Modifying Li+Transport and Interface Chemistry via Citric Acid-Treated Silica Carrier in Nanoparticle Colloidal Electrolyte toward Stable Li-Metal Batteries

Tailoring the lithium ion (Li+) microenvironment is essential for achieving rapid ionic transfer and a mechanically strong solid-electrolyte interphase (SEI). This is key to the stable cycling of lithium-metal batteries (LMBs). Beyond the conventional approach of adjusting salt and solvent compositions, this study introduces a novel method. It involves simultaneous modulation of Li+ transport and SEI chemistry through a citric acid (CA)-modified silica-based colloidal electrolyte (C-SCE). The CA-tethered silica (CA-SiO2) provides more active sites for attracting complex anions. This leads to a greater dissociation of Li+ from these anions, resulting in a high Li+ transference number (approximately 0.75).
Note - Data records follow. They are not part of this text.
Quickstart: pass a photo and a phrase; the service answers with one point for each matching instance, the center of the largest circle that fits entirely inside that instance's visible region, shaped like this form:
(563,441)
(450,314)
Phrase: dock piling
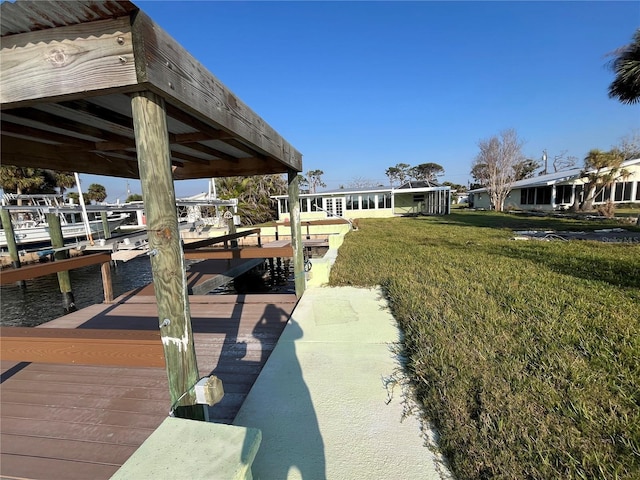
(64,279)
(11,242)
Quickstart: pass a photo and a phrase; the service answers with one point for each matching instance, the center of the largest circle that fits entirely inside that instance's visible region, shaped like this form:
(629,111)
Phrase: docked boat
(30,227)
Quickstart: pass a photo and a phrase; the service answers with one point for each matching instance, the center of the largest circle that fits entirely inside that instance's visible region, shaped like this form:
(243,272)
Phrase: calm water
(41,301)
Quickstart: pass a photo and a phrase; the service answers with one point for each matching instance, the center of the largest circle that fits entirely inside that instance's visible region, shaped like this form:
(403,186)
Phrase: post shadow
(280,405)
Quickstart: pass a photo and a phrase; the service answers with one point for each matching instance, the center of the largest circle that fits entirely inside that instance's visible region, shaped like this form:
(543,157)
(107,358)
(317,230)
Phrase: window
(623,191)
(543,195)
(603,195)
(563,194)
(384,200)
(528,196)
(368,202)
(352,202)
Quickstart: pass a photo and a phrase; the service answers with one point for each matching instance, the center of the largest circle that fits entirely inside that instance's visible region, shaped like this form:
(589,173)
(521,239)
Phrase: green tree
(601,170)
(75,196)
(96,193)
(399,174)
(254,195)
(314,180)
(525,169)
(626,66)
(494,166)
(427,172)
(63,181)
(20,180)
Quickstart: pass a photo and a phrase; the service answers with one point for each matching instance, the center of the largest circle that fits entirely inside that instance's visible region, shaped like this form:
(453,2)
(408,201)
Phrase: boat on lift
(30,226)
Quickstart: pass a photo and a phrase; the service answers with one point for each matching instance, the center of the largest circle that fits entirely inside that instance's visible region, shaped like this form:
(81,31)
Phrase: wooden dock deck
(84,421)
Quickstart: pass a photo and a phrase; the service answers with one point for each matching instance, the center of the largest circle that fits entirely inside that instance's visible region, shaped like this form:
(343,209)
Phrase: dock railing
(14,275)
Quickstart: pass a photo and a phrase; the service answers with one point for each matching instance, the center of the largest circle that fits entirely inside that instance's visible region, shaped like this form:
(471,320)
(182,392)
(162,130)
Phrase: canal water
(40,300)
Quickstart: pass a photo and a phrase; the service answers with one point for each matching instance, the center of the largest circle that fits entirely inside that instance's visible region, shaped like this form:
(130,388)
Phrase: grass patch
(524,355)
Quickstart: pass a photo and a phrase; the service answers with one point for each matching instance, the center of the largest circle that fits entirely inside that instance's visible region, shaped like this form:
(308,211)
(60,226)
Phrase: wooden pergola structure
(97,87)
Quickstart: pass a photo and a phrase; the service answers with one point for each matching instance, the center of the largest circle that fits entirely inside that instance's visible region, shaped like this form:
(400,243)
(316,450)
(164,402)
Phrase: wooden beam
(171,71)
(244,252)
(60,121)
(9,276)
(7,127)
(55,63)
(221,239)
(81,346)
(167,262)
(296,233)
(24,153)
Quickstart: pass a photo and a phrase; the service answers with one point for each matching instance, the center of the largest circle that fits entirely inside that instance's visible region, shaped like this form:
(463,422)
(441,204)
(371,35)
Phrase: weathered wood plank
(85,433)
(9,276)
(220,239)
(35,467)
(170,69)
(93,347)
(67,61)
(89,416)
(235,253)
(63,449)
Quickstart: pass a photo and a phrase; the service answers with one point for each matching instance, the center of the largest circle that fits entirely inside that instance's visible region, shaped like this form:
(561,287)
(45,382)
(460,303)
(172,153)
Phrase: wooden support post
(167,261)
(64,278)
(105,225)
(296,233)
(107,285)
(11,241)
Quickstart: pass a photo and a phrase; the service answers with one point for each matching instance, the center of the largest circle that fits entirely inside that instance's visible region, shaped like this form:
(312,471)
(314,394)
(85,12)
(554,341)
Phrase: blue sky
(358,87)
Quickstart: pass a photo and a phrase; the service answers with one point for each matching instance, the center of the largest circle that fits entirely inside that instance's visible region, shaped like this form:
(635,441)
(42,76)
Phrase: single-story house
(557,191)
(410,198)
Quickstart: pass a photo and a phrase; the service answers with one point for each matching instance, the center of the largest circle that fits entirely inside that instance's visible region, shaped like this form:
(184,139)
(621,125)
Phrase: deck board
(83,421)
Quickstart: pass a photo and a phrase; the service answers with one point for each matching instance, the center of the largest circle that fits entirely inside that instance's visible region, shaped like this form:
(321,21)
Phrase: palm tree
(20,180)
(253,194)
(602,169)
(96,193)
(626,65)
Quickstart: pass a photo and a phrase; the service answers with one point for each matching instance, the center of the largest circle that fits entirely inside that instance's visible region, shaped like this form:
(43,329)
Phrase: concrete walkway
(322,401)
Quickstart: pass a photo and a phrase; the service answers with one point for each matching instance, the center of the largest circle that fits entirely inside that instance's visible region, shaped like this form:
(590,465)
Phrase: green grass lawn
(524,354)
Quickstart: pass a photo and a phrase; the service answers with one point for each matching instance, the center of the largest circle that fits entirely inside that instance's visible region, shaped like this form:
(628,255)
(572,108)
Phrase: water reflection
(40,300)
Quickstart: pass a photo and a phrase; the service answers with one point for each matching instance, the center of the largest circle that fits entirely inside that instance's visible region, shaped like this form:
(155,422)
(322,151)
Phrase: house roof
(357,191)
(69,70)
(565,176)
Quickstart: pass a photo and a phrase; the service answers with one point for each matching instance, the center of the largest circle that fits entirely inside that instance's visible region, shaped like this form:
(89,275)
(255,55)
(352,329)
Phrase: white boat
(30,226)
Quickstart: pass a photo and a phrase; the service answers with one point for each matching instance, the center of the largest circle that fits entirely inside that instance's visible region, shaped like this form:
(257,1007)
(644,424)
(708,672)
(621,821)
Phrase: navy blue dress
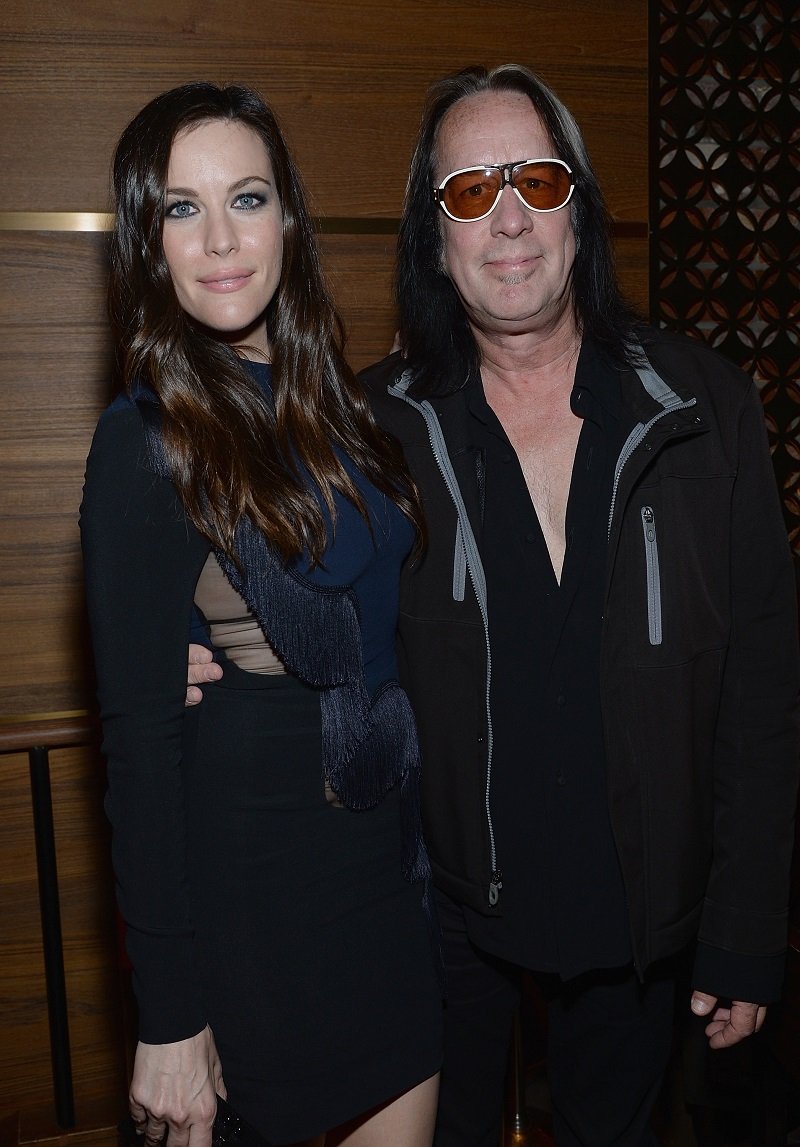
(253,903)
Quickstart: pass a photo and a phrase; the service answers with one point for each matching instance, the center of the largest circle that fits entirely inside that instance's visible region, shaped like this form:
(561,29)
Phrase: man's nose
(511,216)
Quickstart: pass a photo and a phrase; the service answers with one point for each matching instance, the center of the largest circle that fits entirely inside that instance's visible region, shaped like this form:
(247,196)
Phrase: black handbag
(228,1130)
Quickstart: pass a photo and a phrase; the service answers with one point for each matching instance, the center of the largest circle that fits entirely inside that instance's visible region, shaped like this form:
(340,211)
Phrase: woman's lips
(225,281)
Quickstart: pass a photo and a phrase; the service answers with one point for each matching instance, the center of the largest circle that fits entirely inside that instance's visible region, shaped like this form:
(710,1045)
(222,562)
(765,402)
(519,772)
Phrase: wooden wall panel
(347,82)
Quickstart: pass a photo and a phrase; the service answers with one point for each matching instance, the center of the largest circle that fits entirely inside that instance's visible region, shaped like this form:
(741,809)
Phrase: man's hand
(728,1024)
(175,1090)
(202,669)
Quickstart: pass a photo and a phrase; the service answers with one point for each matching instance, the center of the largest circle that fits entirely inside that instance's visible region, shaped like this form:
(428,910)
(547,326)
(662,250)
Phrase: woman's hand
(175,1090)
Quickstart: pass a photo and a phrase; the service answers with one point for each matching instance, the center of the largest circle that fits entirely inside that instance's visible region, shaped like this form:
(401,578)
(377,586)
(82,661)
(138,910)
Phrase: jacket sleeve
(141,561)
(743,929)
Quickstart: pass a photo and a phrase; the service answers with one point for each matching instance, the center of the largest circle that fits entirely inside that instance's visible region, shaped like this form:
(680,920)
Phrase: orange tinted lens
(471,194)
(543,186)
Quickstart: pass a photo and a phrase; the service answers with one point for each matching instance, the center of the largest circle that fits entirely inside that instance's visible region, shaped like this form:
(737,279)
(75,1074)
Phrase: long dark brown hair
(231,452)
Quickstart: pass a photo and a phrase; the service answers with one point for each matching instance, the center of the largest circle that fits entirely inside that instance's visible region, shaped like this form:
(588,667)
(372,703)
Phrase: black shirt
(562,898)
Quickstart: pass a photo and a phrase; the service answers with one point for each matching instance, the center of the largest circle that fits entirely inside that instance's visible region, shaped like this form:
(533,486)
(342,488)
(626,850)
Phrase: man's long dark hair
(434,329)
(230,452)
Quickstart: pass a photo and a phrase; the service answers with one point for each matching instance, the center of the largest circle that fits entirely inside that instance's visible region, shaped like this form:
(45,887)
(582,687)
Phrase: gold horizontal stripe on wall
(332,225)
(103,220)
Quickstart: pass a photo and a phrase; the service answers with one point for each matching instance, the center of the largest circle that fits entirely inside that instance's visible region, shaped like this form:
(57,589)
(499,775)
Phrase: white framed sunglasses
(472,193)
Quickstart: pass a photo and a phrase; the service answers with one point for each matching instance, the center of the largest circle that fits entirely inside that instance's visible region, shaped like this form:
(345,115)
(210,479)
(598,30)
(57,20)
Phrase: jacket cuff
(736,976)
(165,986)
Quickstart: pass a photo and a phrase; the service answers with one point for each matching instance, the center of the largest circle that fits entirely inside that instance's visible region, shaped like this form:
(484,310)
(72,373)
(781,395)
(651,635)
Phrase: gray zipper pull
(459,564)
(651,552)
(495,886)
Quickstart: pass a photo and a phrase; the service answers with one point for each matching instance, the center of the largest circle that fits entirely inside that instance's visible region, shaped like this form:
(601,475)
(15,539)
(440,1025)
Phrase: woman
(266,844)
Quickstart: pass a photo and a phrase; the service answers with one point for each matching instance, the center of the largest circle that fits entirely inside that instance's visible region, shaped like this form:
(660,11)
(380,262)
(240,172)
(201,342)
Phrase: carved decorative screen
(725,197)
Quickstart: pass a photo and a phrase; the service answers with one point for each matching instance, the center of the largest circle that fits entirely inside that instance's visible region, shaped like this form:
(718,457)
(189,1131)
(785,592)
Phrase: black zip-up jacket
(699,686)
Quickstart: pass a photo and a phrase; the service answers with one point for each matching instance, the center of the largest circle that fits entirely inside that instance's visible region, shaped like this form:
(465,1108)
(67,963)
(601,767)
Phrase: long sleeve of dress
(142,559)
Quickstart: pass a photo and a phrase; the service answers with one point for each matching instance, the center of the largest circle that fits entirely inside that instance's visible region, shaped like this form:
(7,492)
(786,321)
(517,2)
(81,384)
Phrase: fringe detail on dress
(369,747)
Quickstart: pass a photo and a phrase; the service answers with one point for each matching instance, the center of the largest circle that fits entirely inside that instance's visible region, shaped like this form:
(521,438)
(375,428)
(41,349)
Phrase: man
(599,641)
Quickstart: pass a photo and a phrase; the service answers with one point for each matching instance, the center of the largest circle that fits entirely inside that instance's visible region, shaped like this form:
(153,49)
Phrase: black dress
(254,903)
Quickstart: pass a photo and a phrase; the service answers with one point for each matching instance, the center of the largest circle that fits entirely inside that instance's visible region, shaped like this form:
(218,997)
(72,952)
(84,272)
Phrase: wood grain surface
(347,82)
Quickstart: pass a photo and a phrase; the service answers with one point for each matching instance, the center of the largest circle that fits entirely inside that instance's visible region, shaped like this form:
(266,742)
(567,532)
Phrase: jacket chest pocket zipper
(651,553)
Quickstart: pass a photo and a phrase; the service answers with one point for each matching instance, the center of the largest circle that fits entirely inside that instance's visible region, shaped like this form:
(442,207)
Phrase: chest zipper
(651,553)
(467,561)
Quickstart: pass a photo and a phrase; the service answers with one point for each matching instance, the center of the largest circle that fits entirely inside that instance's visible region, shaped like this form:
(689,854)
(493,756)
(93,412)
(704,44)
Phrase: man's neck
(527,365)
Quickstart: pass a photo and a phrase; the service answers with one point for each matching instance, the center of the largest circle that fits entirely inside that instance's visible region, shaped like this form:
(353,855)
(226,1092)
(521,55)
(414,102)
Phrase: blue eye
(248,201)
(180,210)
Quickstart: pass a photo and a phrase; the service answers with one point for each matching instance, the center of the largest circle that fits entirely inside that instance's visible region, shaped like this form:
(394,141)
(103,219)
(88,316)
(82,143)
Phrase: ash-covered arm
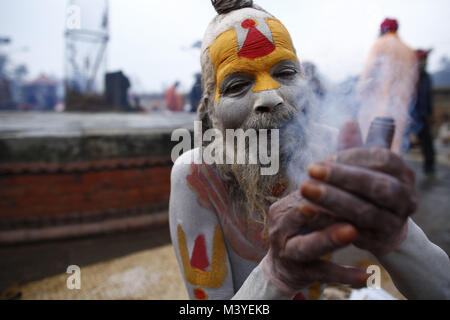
(419,268)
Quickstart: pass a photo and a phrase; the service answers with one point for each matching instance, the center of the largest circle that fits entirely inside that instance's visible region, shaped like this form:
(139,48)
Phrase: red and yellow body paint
(195,268)
(252,47)
(243,235)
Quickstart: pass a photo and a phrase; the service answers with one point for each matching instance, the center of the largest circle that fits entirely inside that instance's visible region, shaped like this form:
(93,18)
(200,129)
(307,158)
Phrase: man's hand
(299,238)
(370,188)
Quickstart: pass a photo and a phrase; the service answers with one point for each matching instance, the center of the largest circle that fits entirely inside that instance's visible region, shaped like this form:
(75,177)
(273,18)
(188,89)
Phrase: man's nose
(266,101)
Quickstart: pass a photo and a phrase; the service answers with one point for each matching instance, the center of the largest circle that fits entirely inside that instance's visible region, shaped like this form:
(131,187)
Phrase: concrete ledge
(80,230)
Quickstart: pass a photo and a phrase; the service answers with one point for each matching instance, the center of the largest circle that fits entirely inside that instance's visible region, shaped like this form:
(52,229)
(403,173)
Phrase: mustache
(273,119)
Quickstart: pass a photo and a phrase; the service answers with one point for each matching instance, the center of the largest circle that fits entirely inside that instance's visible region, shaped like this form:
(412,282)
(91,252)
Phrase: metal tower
(87,35)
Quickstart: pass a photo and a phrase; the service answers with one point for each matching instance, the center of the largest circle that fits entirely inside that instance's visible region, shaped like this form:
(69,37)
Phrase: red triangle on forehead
(256,44)
(199,257)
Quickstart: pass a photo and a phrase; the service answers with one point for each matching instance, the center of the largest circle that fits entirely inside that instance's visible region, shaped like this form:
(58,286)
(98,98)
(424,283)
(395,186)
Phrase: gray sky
(149,38)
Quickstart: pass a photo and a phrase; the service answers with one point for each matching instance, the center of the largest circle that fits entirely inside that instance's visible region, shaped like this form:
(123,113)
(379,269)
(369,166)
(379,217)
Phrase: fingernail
(318,171)
(332,158)
(345,234)
(311,190)
(362,278)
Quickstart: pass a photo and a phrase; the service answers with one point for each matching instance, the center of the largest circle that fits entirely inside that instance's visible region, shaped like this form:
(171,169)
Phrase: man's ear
(203,113)
(349,136)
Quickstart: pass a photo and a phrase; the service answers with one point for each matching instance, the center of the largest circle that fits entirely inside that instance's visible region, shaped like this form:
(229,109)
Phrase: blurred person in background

The intermolecular hydrogen bonds formed between solvent molecules and CA-SiO2, along with their migration, serve as nano-carriers. These nano-carriers are responsible for transporting additives and anions to the lithium surface, thereby strengthening the SEI through the co-implantation of SiO2 and fluorinated components. Notably, C-SCE has shown promise in suppressing lithium dendrite formation and enhancing the cycling stability of LMBs. This is a significant improvement over the CA-free SiO2 colloidal electrolyte. The study highlights that the surface properties of nanoparticles play a crucial role in the dendrite-inhibiting capabilities of nano colloidal electrolytes.